Namun meningkatnya permintaan pangan global, isu lingkungan serta penangkapan ikan yang berlebihan telah mengurangi persediaan tepung ikan, dan menyebabkan harga dari kedua sumber protein itu melonjak sejak beberapa tahun terakhir. Harga tepung ikan dalam 30 tahun terakhir naik lebih dari dua kali lipat dengan harga mencapai $2000 per ton.
 
Oleh karena itu Kahlbetzer yakin dirinya percaya akan ada permintaan yang besar untuk menggantikan suplemen makanan dengan MagMeal, karena tingginya kandungan gizi dari pakan berbasis serangga, dan biaya produksi  yang murah maka memproduksi belatung merupakan alternative yang sangat tepat.

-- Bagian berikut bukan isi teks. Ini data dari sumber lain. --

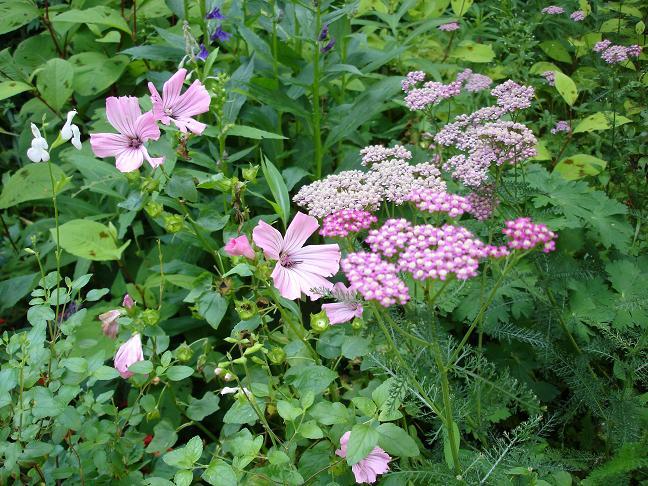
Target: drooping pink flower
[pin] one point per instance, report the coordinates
(134, 129)
(128, 302)
(300, 269)
(109, 325)
(347, 308)
(129, 353)
(368, 469)
(239, 246)
(180, 108)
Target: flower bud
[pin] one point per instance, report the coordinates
(319, 322)
(173, 223)
(277, 355)
(246, 309)
(150, 317)
(183, 353)
(153, 209)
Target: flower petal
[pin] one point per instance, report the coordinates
(268, 239)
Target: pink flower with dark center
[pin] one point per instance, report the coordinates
(347, 307)
(134, 129)
(240, 246)
(180, 108)
(129, 353)
(368, 469)
(300, 269)
(109, 325)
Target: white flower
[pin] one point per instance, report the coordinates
(70, 131)
(236, 389)
(38, 151)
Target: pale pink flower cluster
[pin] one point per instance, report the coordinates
(377, 153)
(346, 221)
(483, 203)
(561, 126)
(577, 16)
(374, 278)
(524, 234)
(613, 54)
(390, 178)
(553, 10)
(550, 77)
(449, 27)
(440, 202)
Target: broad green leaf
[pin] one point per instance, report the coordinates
(101, 15)
(460, 7)
(55, 82)
(30, 183)
(254, 133)
(177, 373)
(600, 121)
(12, 88)
(555, 50)
(579, 166)
(362, 440)
(473, 52)
(88, 239)
(94, 72)
(566, 87)
(396, 441)
(16, 13)
(278, 188)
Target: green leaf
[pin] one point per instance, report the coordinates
(566, 87)
(254, 133)
(460, 7)
(219, 473)
(16, 13)
(95, 72)
(185, 457)
(55, 82)
(199, 409)
(362, 441)
(579, 166)
(472, 52)
(12, 88)
(30, 183)
(555, 50)
(278, 188)
(212, 306)
(88, 239)
(177, 373)
(396, 441)
(141, 367)
(105, 16)
(600, 121)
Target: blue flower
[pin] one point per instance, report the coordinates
(220, 35)
(215, 14)
(202, 55)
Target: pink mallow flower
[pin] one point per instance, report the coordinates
(239, 246)
(347, 308)
(109, 325)
(300, 269)
(367, 469)
(129, 353)
(134, 129)
(180, 108)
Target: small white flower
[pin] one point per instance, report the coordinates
(38, 151)
(71, 131)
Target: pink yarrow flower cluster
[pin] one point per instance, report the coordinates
(347, 221)
(613, 54)
(440, 202)
(135, 129)
(524, 234)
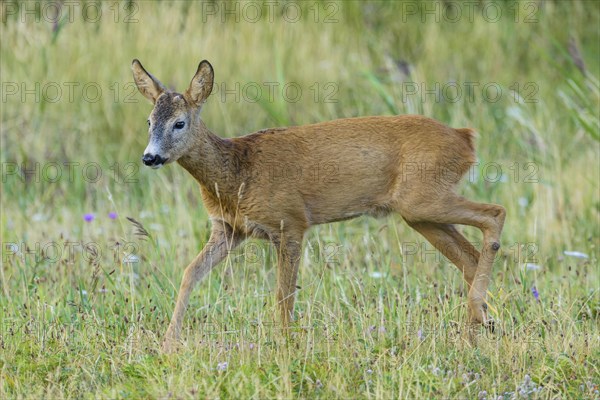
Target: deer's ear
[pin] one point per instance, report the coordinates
(201, 84)
(148, 85)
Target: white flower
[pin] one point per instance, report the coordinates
(131, 258)
(576, 254)
(222, 366)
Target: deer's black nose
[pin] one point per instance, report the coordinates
(149, 159)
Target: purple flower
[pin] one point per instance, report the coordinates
(536, 294)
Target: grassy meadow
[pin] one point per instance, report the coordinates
(86, 295)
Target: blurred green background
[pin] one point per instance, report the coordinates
(73, 129)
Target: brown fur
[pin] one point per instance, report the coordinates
(276, 183)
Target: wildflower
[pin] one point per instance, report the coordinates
(222, 366)
(532, 267)
(576, 254)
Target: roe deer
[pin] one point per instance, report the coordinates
(378, 169)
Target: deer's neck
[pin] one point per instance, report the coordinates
(214, 163)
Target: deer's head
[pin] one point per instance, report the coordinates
(174, 121)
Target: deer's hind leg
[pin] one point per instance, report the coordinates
(453, 245)
(449, 208)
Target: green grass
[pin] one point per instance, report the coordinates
(379, 313)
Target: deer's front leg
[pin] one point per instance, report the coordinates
(288, 260)
(222, 240)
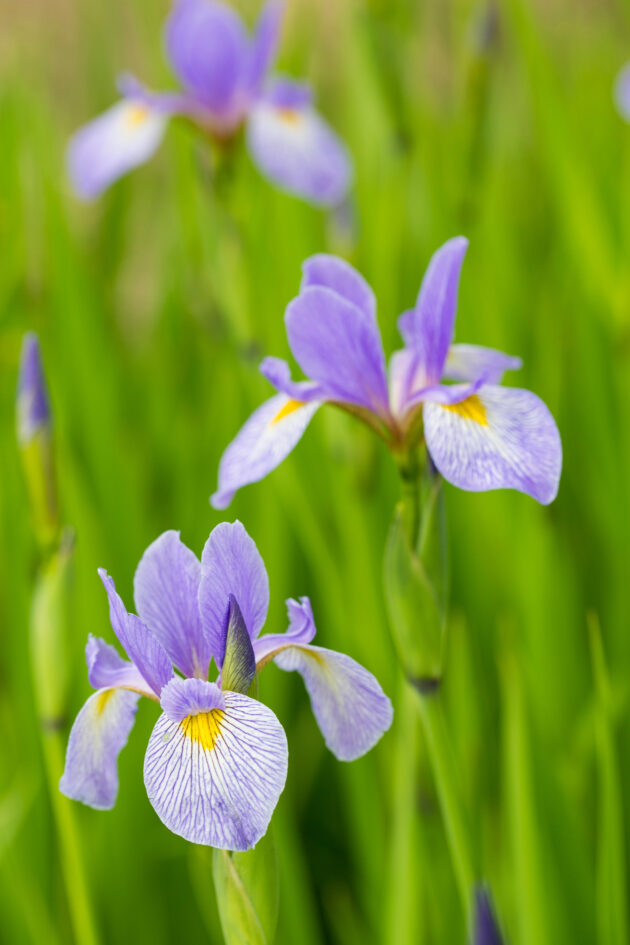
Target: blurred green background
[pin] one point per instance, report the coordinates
(154, 306)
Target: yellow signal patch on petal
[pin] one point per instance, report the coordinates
(470, 409)
(290, 407)
(204, 728)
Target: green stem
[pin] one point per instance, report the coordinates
(445, 774)
(71, 860)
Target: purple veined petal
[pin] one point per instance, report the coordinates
(264, 44)
(166, 588)
(338, 346)
(621, 92)
(231, 565)
(142, 647)
(348, 703)
(337, 274)
(214, 774)
(500, 438)
(301, 630)
(99, 734)
(123, 137)
(278, 373)
(107, 669)
(269, 435)
(295, 149)
(469, 362)
(209, 50)
(430, 329)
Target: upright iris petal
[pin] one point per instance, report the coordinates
(216, 765)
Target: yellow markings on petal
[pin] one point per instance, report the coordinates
(290, 407)
(204, 728)
(103, 699)
(136, 115)
(470, 409)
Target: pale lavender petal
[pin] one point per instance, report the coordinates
(298, 151)
(209, 50)
(621, 92)
(500, 438)
(166, 585)
(33, 407)
(214, 776)
(99, 734)
(339, 346)
(269, 435)
(265, 43)
(349, 705)
(123, 137)
(301, 630)
(337, 274)
(430, 329)
(470, 362)
(142, 647)
(107, 669)
(231, 565)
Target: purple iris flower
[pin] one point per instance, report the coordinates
(479, 435)
(216, 762)
(224, 77)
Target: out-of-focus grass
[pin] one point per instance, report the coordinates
(154, 307)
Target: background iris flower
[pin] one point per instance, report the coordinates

"Larva serangga adalah makanan alami dari ayam di alam liar dan ikan di sungai, dan komposisi gizi mereka hampir sama baiknya dengan yang dari tepung ikan, dan lebih baik dari kedelai.''

Kahlbetzer mengatakan Agriprotein berencana menambah 40 peternakan lalat lain di seluruh dunia selama dekade berikutnya. Diharapkan ketika teknologi ini sudah siap untuk dilisensikan akan ada 1500-2500 peternakan belatung yang bermunculan.